# Overseeding grass pasture



## Barrelracer Up (May 22, 2009)

When I had my own place, I put out winter rye. Be aware that it will not grow until the temp drops enough.
It did not harm the existing warm weather grass.


----------



## waterbuggies (Jun 9, 2009)

No, I'm not going to plant anything till sometime in the begining of Nov. Well thats the plan if it cools down if not maybe I'll still have my grass.


----------



## Barrelracer Up (May 22, 2009)

I helped with a hay field one year in Lithia. We used liquid weed and feed every 3 or 4 months and watered once a week if we had no rain - had grass all year. It was Tifton 44. The weeder was Weed Master. Don't know what the fertilizer was.

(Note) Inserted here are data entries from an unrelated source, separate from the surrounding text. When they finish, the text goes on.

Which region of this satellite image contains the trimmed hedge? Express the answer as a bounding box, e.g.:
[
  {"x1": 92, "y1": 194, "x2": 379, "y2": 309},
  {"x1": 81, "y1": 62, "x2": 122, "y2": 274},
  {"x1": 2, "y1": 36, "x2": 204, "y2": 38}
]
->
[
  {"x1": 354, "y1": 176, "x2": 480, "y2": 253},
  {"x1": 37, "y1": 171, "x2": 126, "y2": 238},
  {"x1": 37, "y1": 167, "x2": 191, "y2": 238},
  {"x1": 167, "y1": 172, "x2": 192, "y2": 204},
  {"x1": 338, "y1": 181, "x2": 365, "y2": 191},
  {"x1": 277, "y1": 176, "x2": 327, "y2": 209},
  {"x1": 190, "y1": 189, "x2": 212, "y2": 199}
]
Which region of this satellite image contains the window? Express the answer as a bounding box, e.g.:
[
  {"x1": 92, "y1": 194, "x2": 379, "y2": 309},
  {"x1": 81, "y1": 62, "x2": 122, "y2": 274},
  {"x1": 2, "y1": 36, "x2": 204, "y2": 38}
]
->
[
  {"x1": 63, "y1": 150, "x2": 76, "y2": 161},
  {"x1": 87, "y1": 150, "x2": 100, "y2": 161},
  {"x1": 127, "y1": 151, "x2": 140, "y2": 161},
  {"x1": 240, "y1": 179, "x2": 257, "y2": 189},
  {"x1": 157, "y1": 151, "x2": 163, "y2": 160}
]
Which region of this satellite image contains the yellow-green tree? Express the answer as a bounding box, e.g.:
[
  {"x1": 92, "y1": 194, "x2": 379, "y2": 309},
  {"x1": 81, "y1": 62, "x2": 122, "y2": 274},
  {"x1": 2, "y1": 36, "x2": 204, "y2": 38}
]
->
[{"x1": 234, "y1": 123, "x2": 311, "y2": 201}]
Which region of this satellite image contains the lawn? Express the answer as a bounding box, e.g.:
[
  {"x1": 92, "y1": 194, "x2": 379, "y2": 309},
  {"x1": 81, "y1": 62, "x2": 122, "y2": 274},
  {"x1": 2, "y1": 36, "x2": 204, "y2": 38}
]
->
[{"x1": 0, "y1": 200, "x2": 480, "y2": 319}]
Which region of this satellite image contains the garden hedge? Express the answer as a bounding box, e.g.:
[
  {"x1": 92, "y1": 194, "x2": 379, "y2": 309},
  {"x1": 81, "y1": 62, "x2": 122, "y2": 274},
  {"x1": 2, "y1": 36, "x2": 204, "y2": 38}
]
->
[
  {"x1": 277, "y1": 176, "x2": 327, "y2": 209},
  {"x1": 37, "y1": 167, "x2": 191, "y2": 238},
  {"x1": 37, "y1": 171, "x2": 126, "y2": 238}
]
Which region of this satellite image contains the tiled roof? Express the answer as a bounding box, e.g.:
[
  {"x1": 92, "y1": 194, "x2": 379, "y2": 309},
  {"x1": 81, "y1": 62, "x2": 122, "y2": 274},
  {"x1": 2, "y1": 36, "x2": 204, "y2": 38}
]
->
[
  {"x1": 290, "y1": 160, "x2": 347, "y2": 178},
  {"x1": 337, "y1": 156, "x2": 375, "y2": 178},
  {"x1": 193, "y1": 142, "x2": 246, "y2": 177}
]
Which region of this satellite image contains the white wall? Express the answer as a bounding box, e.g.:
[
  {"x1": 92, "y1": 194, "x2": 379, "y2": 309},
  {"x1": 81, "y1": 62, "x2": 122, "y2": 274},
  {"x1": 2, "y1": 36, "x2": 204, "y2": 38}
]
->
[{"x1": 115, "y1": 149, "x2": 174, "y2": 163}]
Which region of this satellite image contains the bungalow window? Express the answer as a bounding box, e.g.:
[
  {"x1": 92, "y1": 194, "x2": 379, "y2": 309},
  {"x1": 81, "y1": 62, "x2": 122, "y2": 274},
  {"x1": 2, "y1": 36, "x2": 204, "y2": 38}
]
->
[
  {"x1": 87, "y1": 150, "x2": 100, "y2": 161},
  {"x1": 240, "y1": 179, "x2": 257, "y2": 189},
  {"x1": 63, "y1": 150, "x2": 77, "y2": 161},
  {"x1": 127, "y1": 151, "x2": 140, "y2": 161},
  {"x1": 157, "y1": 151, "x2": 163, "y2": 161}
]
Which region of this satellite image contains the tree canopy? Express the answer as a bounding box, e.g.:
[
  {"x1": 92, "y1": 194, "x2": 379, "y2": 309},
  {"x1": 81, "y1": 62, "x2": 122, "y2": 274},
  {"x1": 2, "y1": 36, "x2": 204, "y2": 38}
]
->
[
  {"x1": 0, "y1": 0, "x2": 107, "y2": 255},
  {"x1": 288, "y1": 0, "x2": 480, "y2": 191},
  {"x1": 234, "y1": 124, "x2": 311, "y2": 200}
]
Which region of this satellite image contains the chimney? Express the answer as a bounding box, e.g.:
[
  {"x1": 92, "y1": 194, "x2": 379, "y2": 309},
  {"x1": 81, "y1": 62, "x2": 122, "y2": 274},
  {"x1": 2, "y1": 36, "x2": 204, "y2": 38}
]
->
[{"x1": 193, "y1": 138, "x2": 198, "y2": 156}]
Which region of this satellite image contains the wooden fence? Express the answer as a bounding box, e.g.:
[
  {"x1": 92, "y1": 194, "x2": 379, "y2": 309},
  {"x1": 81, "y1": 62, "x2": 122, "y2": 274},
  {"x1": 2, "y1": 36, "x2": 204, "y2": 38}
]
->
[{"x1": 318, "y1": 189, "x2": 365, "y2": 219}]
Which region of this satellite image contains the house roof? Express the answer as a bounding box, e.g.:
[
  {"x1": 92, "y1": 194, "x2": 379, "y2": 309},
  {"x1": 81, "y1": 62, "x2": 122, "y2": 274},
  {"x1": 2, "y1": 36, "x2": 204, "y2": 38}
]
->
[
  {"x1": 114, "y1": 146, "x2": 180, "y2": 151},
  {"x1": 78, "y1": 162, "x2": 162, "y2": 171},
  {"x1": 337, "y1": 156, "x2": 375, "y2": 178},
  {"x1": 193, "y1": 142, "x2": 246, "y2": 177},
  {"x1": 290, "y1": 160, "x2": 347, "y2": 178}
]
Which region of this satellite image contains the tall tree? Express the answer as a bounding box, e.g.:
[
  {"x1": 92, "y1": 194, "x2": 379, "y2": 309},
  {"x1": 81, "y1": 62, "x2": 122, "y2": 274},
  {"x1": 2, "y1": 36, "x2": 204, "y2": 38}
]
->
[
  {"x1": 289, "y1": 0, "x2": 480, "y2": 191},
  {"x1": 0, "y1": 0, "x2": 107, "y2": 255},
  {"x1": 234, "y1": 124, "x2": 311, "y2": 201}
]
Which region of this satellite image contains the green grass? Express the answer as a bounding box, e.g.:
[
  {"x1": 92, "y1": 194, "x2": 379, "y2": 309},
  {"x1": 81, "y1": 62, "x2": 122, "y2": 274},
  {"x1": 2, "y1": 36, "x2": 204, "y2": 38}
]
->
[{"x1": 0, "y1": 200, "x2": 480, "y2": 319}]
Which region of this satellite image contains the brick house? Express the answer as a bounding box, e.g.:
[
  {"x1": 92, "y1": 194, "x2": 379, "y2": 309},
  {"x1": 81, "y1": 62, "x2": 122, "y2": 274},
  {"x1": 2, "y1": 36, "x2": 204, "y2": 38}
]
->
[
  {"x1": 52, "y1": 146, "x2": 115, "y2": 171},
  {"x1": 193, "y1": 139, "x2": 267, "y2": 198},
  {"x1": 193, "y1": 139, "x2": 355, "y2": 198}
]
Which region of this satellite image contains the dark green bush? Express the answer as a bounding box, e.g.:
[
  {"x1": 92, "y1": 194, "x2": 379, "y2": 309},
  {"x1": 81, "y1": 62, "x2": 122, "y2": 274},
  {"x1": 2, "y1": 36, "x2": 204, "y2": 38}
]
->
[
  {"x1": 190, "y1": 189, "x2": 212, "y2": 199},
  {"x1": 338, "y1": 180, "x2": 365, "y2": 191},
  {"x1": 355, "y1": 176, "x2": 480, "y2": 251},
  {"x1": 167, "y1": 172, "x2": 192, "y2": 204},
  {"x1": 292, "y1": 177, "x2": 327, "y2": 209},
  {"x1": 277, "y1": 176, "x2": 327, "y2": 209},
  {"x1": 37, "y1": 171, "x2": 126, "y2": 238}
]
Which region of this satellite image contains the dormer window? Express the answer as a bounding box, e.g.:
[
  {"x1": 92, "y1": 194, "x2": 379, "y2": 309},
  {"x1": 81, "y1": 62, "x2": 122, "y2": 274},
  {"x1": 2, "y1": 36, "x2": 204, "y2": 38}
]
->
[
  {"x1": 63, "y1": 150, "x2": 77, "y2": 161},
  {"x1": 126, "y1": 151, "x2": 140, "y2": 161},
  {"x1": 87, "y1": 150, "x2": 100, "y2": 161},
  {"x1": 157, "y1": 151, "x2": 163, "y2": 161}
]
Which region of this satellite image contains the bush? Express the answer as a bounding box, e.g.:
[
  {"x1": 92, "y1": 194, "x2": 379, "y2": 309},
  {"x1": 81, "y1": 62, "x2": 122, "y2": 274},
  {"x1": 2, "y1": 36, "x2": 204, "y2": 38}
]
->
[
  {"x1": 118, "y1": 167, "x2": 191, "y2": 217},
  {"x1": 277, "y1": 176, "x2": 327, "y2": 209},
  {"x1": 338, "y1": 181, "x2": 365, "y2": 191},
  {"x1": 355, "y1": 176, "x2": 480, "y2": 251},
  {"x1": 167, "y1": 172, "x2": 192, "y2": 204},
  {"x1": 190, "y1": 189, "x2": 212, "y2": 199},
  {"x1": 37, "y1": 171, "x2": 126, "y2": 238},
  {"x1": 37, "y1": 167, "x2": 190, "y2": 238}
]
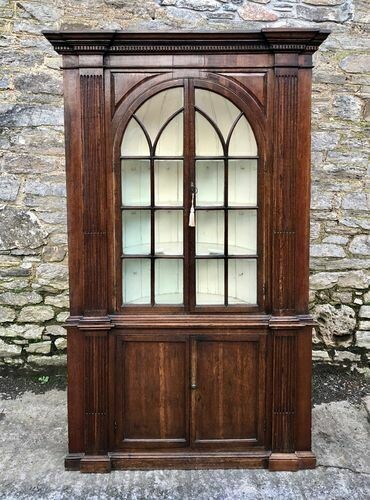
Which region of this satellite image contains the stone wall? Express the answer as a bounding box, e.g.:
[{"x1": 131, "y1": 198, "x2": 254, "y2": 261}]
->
[{"x1": 0, "y1": 0, "x2": 370, "y2": 369}]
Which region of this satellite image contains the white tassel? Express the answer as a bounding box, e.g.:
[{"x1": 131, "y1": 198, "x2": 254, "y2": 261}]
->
[{"x1": 189, "y1": 193, "x2": 195, "y2": 227}]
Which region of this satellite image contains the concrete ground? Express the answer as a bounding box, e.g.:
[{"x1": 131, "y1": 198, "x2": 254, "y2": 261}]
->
[{"x1": 0, "y1": 368, "x2": 370, "y2": 500}]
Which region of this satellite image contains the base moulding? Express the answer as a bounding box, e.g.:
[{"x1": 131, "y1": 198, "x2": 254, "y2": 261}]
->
[{"x1": 65, "y1": 451, "x2": 316, "y2": 473}]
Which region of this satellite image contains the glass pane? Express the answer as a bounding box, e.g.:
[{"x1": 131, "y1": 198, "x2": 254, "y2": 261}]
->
[
  {"x1": 122, "y1": 259, "x2": 150, "y2": 304},
  {"x1": 195, "y1": 89, "x2": 240, "y2": 142},
  {"x1": 196, "y1": 259, "x2": 224, "y2": 305},
  {"x1": 195, "y1": 160, "x2": 224, "y2": 206},
  {"x1": 154, "y1": 160, "x2": 183, "y2": 206},
  {"x1": 228, "y1": 259, "x2": 257, "y2": 304},
  {"x1": 155, "y1": 113, "x2": 184, "y2": 156},
  {"x1": 195, "y1": 210, "x2": 224, "y2": 255},
  {"x1": 195, "y1": 113, "x2": 224, "y2": 156},
  {"x1": 228, "y1": 210, "x2": 257, "y2": 255},
  {"x1": 155, "y1": 210, "x2": 183, "y2": 255},
  {"x1": 135, "y1": 87, "x2": 184, "y2": 144},
  {"x1": 121, "y1": 118, "x2": 150, "y2": 156},
  {"x1": 229, "y1": 160, "x2": 257, "y2": 207},
  {"x1": 155, "y1": 259, "x2": 183, "y2": 304},
  {"x1": 121, "y1": 160, "x2": 150, "y2": 206},
  {"x1": 229, "y1": 116, "x2": 257, "y2": 156},
  {"x1": 122, "y1": 210, "x2": 150, "y2": 255}
]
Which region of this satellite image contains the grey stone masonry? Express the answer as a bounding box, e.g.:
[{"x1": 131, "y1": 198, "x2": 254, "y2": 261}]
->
[{"x1": 0, "y1": 0, "x2": 370, "y2": 370}]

We used the big tank sprayer that you pull with a tractor (you can rent a small one to pull with a lawn mower) and mixed Weed Master, the fertilizer, and defoamer together. We sprayed the pastures too - kept the stock off for a day or so was all.


----------



## Production Acres (Aug 26, 2009)

There is absolutly nothing wrong with overseeding a winter annual into your pasture. rye, ryegrass, oats, wheat, would all be good choices - probably like the oats or ryegrass option best. You could probably get by with spreading the seed with a broadcast spreader or by hand, but if you want to do the job right, rent a no-till drill from the local co-op or NRCS office. Put the seed in about 1/2" deep and you are set. You do need to put down some fertilizer as well. If you have been using this ground for pasture for several years and have been spreading manure on it, you may only need a little N - at least 50 units. The biggest thing you need to check is pH. You need your soil at least at 6 - preferably at 6.5pH. Lime accordingly. But, if you aren't going to check your pH and fertilize and lime accordingly, don't waste the money on the seed - Just buy hay!
We have seen a lot of horse owners over the years get all excited about rotation grazing, new and exciting grasses, pasture renovation, seeding horse pasture mixes, etc. Sometimes they are in a position to take advantage of these practices - most of the time they are not. If you already own a lot of farm machinery, you may be able to make it work, but buying 20K in farm machinery to renovate 2 acres would buy a lot of hay for many years.


----------